Du Cheng ne prononçait jamais beaucoup de mots doux. Même Gu Sixin l'entendait rarement dire des mots doux, car elle n'en avait pas besoin. Elles pouvaient lire l'amour et l'affection dans ses yeux.
"Du Cheng, je t'aime aussi."
Gu Sixin souriait, radieuse ; à cet instant, elle était incroyablement heureuse.
« Du Cheng, nous t'aimons aussi », dirent Cheng Yan et les autres. À cet instant, ils se remémorèrent de nombreux souvenirs, les jours et les nuits des trois dernières années, et tous les événements qui s'étaient déroulés.
« Aujourd'hui est aussi le jour le plus important pour nous », murmura Ye Mei. Bien que leur amour fût partagé, cela ne les dérangeait pas. Ils savaient que même ainsi, leur amour ne diminuerait pas, mais qu'il les aimerait encore plus.
En voyant le bonheur de Gu Sixin et Cheng Yan, Du Cheng ressentit lui aussi une immense joie. Combien d'hommes au monde pouvaient se targuer d'un tel bonheur ? Gu Sixin, Cheng Yan et les autres étaient toutes des femmes parfaites.

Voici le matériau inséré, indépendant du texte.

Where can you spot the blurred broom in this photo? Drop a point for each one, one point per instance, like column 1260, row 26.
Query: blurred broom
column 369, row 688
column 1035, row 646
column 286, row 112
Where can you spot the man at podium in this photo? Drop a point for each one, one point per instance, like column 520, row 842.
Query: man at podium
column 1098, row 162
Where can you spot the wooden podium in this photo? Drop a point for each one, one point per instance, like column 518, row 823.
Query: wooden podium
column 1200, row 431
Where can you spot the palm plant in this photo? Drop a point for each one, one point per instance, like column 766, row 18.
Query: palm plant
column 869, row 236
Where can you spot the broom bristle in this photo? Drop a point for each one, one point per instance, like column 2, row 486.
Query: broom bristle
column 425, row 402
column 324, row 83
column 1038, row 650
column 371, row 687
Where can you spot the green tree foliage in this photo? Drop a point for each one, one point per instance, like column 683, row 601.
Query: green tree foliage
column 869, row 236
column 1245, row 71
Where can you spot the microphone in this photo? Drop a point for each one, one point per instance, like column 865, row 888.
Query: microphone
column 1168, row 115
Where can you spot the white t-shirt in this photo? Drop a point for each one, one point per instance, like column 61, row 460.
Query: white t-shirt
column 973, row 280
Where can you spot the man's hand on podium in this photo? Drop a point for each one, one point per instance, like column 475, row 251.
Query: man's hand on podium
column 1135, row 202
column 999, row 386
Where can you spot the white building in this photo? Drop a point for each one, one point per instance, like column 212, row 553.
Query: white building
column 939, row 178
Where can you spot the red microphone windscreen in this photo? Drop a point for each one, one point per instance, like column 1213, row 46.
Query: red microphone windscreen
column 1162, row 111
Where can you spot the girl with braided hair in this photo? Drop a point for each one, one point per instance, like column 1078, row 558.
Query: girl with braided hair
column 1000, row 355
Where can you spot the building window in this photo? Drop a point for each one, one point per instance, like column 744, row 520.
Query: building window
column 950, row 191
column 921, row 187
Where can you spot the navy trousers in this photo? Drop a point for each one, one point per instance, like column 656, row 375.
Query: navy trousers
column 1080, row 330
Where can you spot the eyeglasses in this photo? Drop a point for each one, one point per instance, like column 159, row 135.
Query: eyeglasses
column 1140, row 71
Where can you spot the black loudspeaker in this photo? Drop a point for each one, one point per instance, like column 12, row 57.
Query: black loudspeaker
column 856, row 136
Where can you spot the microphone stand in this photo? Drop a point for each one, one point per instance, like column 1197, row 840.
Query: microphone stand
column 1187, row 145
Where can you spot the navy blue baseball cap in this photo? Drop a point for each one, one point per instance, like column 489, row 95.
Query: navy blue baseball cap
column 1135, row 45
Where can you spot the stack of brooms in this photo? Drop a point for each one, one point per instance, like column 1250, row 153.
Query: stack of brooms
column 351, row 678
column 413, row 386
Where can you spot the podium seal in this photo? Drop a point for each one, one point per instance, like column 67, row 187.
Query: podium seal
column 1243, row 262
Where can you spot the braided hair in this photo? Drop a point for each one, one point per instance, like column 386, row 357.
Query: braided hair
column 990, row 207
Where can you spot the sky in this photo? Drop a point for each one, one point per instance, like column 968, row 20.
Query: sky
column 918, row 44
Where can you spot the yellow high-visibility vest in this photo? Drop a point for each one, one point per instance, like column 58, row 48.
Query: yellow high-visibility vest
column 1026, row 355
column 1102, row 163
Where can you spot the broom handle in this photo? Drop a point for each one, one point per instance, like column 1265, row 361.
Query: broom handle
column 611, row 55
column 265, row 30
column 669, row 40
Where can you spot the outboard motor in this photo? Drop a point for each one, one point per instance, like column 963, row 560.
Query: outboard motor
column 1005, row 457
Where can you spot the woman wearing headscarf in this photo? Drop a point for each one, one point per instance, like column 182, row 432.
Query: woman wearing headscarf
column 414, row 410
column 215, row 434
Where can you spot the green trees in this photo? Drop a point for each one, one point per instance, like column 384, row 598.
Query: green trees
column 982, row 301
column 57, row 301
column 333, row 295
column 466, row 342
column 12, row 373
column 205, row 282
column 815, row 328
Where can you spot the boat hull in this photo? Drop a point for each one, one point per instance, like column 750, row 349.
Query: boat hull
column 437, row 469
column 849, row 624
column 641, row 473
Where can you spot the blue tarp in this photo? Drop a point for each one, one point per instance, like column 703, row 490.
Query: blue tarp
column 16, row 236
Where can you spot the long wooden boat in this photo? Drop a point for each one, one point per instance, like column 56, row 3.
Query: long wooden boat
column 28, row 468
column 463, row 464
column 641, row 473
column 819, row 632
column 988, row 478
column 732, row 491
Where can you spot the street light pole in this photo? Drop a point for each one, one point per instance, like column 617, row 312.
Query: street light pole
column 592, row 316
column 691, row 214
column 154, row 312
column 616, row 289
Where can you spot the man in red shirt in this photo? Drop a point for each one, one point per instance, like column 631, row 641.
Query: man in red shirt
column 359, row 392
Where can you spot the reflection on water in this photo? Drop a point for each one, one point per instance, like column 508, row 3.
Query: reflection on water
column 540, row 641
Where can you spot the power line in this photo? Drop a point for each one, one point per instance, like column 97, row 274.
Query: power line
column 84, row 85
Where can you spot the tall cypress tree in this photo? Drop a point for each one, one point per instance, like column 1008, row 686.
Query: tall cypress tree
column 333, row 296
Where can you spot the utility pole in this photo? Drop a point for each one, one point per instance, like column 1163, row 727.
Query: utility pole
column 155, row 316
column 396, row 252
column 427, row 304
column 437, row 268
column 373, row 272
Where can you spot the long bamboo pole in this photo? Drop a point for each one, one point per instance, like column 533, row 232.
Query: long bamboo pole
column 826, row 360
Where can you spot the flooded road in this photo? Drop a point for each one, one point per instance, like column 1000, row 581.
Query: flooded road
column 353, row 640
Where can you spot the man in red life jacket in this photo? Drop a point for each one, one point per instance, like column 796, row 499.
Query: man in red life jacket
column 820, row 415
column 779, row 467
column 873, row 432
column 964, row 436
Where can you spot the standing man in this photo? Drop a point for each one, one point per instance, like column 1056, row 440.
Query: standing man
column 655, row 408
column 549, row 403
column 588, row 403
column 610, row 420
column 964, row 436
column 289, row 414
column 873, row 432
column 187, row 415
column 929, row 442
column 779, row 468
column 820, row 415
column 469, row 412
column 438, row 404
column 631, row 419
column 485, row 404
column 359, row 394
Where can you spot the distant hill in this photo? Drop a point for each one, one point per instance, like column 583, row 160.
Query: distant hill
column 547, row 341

Qu'avait-il donc fait, lui, pour mériter de les avoir toutes à la fois ?
Du Cheng ne se considérait pas comme une personne à l'ambition démesurée, et à cet instant précis, elle pouvait dire qu'elle était extrêmement satisfaite, très, très satisfaite.
Cependant, Du Cheng avait un autre sujet de conversation : « Puisque nous passons une si bonne soirée, pourquoi ne pas prendre quelques verres ? Buvons jusqu'à être complètement ivres ! »
En entendant Du Cheng parler, Cheng Yan et Ye Mei rougirent soudain, car le plan de Du Cheng leur revint en mémoire. Elles se remémorèrent alors la scène dans la capitale, lorsqu'elles étaient ivres et que Du Cheng avait réussi à atteindre ses objectifs.
Soudain, une pensée leur vint à l'esprit : Du Cheng nourrissait-il une ambition encore plus grande ?
Cependant, à ce moment-là, aucun d'eux ne pouvait le dire, car Gu Sixin avait déjà donné son accord.
« OK, on va boire jusqu'à l'épuisement ce soir ! »
Bien que Gu Sixin fût intelligente, elle n'avait aucune expérience dans ce domaine et ignorait tout des ambitions de Du Cheng ; elle accepta donc sans hésiter.
«Je n'ai aucune objection.»
Gu Jiayi était dans le même cas, car elle n'avait pas de pensées supplémentaires.
«Je n'y vois pas d'objection non plus.»
La troisième personne à répondre fut Han Zhiqi. Ses idées étaient similaires à celles de Gu Sixin et Gu Jiayi.